O primeiro setor é o poder público, responsável por políticas públicas, infraestrutura, saúde, educação, segurança e transporte. O segundo setor é o privado, formado por empresas que geram empregos, pagam impostos e mantêm a economia girando. O terceiro setor reúne ONGs, associações e movimentos sociais que atuam onde o Estado não chega, tentando reduzir desigualdades e proteger direitos. O Setor 2,5 nasce da necessidade de integrar esses mundos por meio de negócios de impacto, empresas que buscam lucro, mas colocam no centro a pergunta sobre qual problema socioambiental estão resolvendo, fugindo da lógica da filantropia pontual e apostando em impacto positivo contínuo.
Nesse contexto, a Câmara de Dirigentes Lojistas (CDL) Itaquera assume papel estratégico como agente de desenvolvimento, indo além da defesa dos lojistas e do comércio local.
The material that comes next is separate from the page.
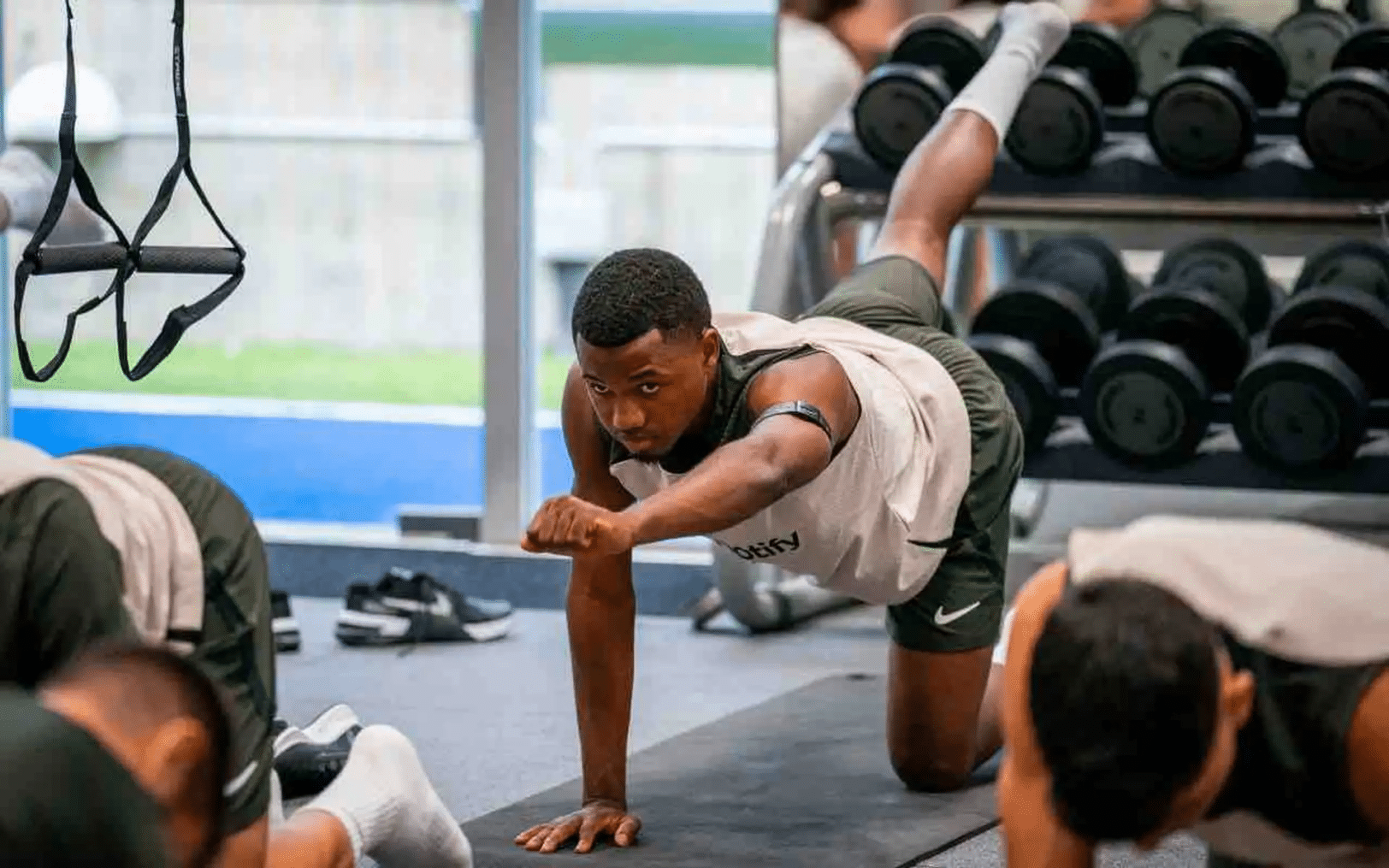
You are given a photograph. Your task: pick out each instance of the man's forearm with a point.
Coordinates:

Iniciativas como Núcleos de Empreendedorismo voltados a jovens e mulheres, campanhas de consumo consciente e ações de educação financeira ligadas à proteção ao crédito mostram, na prática, como o setor empresarial pode atuar como Setor 2,5 na Zona Leste. Em regiões como Itaquera, essa integração entre governo, empresas e sociedade civil não é teoria, mas uma necessidade urgente para conectar, articular e transformar a realidade das pessoas.